HARRISBURG - Grabbing a quick smoke between classes has become impossible for Lock Haven University political science professor Robert Storch.
An indoor and outdoor smoking ban imposed at Pennsylvania's state university system in September means Storch must walk off campus whenever he craves nicotine - a 20-minute roundtrip excursion that he cannot cram into a 15-minute break between classes.
"I find it ridiculous," Storch told a Pennsylvania Labor Relations Board hearing examiner yesterday. "You feel like a leper anyway. It's really very demeaning."
Storch was among a handful of professors at the 14 universities who testified about the smoking ban during a hearing on an unfair-labor-practice complaint filed by the State System of Higher Education's faculty union. A ruling is not expected before February.
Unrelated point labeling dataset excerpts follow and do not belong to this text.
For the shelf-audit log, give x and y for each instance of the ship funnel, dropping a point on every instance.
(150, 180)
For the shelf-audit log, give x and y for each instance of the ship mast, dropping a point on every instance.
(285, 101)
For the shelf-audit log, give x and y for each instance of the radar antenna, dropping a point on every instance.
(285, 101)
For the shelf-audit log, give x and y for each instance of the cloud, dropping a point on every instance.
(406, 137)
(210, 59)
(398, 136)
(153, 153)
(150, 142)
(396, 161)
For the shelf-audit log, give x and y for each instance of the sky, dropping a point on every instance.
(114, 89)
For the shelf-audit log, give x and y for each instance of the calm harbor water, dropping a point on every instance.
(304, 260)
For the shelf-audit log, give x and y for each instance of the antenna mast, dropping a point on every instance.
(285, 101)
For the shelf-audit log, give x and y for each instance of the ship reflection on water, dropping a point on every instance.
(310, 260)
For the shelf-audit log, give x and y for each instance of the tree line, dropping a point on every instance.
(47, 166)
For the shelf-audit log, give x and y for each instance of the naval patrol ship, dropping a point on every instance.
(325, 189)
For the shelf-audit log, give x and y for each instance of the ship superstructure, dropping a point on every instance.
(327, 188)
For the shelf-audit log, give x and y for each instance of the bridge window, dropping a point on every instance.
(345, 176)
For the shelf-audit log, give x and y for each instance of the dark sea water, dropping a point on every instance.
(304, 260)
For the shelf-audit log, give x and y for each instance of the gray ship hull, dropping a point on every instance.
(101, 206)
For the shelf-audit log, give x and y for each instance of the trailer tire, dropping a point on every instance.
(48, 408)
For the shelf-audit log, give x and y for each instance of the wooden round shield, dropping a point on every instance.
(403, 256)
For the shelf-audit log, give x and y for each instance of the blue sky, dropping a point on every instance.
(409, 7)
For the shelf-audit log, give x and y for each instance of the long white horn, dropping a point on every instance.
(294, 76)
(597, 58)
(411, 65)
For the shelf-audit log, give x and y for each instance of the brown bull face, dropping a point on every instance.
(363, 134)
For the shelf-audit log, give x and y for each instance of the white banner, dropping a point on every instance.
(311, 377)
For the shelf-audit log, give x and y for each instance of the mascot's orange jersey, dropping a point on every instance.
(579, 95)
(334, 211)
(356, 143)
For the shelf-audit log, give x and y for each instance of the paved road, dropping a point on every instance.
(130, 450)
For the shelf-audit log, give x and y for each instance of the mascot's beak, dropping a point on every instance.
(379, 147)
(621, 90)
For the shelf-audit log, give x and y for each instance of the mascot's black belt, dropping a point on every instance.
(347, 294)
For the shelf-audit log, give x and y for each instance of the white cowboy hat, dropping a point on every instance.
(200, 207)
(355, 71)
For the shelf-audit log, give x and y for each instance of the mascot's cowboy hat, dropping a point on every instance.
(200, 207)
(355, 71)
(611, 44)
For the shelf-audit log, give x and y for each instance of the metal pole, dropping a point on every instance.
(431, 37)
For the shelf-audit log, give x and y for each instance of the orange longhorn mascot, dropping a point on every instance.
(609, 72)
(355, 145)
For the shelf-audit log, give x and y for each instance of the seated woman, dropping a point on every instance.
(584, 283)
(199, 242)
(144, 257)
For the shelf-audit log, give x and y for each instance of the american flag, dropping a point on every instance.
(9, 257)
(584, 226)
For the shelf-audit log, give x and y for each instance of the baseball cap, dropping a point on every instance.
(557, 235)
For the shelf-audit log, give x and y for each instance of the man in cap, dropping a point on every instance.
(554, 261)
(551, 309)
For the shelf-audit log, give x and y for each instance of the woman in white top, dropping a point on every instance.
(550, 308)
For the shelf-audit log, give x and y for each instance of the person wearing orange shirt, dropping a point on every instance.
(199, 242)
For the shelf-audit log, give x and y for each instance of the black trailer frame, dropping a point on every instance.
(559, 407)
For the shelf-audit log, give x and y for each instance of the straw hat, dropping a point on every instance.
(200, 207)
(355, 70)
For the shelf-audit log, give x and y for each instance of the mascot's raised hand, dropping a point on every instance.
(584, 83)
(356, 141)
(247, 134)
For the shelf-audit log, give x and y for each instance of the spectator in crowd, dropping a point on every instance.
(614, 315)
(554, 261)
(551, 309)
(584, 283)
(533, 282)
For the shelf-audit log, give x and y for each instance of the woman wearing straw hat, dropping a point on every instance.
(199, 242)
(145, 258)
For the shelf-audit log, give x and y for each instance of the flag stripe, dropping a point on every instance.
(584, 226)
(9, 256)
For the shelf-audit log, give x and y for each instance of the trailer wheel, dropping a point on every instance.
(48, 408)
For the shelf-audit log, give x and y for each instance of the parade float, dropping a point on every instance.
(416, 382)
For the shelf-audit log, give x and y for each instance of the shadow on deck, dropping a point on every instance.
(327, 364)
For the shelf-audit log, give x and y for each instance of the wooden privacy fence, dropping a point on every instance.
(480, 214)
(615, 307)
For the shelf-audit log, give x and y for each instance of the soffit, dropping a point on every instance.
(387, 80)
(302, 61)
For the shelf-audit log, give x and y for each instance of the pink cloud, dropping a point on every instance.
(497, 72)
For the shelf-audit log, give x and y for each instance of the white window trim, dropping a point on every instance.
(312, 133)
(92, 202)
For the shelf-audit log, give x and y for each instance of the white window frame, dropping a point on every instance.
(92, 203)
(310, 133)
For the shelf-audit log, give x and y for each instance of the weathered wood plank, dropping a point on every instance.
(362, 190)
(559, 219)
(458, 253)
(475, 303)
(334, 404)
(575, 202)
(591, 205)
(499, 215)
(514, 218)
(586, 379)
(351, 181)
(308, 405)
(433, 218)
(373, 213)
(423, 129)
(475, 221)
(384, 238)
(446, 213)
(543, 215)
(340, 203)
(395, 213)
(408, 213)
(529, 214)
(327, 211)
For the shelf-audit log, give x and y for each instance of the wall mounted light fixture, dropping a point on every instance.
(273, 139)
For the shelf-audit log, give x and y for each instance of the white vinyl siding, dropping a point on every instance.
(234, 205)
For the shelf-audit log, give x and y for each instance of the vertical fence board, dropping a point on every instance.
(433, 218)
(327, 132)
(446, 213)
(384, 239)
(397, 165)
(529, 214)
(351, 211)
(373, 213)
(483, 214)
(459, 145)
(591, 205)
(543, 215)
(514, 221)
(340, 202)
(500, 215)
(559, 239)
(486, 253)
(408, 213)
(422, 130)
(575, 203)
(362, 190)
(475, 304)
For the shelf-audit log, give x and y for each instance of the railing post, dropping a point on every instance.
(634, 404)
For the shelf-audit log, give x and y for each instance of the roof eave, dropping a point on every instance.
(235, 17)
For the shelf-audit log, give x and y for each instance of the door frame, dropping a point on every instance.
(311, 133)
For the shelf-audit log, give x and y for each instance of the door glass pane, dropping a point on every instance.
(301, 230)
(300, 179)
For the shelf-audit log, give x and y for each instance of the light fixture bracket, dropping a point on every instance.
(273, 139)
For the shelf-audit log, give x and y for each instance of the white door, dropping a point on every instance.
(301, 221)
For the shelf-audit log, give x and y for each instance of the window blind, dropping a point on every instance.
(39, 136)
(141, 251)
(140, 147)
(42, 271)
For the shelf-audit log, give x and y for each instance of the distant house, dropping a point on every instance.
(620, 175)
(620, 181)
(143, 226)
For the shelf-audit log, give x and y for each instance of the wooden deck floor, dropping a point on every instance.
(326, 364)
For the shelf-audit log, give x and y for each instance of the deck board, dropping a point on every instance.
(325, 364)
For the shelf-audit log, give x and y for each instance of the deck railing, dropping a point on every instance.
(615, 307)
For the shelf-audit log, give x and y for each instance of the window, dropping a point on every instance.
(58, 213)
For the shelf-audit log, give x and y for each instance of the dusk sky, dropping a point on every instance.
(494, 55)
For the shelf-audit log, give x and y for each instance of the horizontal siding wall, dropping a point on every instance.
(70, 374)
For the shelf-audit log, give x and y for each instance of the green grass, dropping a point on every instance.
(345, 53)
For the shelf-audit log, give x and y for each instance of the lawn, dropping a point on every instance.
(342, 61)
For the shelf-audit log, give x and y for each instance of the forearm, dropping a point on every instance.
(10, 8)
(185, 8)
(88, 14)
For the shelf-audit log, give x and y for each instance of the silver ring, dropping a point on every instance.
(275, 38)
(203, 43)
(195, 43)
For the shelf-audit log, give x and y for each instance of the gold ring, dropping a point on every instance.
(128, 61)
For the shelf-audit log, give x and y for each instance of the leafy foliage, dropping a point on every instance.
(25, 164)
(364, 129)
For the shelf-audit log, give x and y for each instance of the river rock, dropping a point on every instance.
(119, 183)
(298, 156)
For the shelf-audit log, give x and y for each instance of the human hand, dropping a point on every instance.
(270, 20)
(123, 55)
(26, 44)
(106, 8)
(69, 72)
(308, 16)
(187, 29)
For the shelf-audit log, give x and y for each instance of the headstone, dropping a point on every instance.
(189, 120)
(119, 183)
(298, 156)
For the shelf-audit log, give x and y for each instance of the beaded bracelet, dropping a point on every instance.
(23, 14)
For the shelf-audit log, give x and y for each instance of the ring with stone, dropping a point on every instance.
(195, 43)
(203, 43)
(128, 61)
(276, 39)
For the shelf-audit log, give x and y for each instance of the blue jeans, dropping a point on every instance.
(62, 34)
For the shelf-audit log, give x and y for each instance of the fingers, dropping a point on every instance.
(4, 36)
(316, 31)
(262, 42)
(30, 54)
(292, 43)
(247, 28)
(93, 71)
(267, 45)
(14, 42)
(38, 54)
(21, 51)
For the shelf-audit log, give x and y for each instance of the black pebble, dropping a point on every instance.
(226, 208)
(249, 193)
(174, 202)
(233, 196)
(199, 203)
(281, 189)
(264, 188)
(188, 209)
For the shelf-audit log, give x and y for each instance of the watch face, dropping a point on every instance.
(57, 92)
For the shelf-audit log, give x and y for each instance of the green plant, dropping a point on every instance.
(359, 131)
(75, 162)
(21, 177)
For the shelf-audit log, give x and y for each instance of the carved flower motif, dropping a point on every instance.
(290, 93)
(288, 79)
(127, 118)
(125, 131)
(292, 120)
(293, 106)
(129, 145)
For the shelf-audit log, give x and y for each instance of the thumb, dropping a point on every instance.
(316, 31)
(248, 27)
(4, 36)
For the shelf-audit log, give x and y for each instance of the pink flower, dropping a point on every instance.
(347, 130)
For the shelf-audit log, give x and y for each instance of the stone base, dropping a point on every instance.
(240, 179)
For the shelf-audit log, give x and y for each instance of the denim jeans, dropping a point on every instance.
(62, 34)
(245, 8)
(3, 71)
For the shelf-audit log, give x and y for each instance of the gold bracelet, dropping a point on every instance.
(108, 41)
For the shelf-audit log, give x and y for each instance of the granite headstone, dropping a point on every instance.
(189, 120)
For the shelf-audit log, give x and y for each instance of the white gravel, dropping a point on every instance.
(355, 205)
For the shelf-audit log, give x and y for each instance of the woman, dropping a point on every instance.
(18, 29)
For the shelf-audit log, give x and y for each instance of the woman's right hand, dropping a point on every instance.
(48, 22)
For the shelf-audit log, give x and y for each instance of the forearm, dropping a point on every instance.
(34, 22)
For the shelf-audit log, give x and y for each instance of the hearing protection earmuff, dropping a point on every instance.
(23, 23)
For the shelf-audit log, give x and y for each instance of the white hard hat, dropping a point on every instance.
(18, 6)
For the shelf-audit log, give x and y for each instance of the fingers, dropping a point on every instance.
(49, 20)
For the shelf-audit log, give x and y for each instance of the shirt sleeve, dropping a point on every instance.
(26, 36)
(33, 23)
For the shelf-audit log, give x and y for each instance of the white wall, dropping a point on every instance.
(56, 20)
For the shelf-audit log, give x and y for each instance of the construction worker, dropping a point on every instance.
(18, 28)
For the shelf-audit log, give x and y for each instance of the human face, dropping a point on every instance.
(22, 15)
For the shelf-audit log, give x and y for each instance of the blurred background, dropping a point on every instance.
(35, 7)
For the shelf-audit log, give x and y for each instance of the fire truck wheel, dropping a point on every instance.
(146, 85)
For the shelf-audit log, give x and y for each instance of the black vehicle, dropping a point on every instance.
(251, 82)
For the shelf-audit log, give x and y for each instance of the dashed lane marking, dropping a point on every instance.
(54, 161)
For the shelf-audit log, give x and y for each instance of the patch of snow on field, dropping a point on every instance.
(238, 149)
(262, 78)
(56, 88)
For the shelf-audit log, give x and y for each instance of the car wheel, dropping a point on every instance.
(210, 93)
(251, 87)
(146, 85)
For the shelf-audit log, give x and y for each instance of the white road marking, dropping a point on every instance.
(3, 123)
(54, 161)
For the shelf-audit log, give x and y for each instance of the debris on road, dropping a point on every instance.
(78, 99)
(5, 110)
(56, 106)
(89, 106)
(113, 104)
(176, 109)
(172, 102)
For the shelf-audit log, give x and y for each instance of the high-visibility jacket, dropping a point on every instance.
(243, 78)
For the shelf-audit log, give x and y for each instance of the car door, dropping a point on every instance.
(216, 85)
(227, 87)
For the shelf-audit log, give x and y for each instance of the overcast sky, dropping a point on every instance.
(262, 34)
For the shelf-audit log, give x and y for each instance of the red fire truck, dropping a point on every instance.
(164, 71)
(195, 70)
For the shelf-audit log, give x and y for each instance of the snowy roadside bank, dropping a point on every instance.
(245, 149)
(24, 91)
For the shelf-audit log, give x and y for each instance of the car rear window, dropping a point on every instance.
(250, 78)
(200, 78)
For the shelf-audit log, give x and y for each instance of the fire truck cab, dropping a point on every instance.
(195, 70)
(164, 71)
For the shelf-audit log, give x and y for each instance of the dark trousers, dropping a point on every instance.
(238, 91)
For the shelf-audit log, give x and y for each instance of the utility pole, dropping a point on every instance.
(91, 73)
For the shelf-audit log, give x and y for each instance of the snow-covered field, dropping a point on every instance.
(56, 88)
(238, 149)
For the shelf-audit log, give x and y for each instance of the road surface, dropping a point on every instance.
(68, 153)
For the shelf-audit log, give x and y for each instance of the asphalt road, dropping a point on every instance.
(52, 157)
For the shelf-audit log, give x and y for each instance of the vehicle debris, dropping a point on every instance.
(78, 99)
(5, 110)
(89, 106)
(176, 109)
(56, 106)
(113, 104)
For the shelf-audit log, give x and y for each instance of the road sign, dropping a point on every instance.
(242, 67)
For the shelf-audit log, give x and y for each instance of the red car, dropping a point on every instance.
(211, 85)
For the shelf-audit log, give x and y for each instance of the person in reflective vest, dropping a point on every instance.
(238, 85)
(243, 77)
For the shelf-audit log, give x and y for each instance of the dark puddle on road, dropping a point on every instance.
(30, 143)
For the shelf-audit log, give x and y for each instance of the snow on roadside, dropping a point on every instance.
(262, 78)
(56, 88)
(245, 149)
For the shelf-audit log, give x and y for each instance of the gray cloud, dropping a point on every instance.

The 5,900-member Association of Pennsylvania State College and University Faculties wants the ban rescinded. The policy was imposed with virtually no warning, and the union argues that any changes should have been negotiated.
The ban on smoking at the universities came as a state law banning indoor smoking in most places, including educational facilities, took effect. The schools enroll more than 112,500 students and employ roughly 13,000 people.
Chancellor John Cavanaugh has said state law left him no choice. He interprets the law to extend beyond the universities' indoor facilities and include all campus grounds, particularly because some classes are held outside.
System administrators have proposed modifying the ban, but no action has been taken, spokesman Kenn Marshall said.
That modification would let employees smoke inside their cars with the windows up and permit smoking on sidewalks along public roads that pass through the campuses. The system also is considering providing receptacles for cigarette butts on the campus perimeters.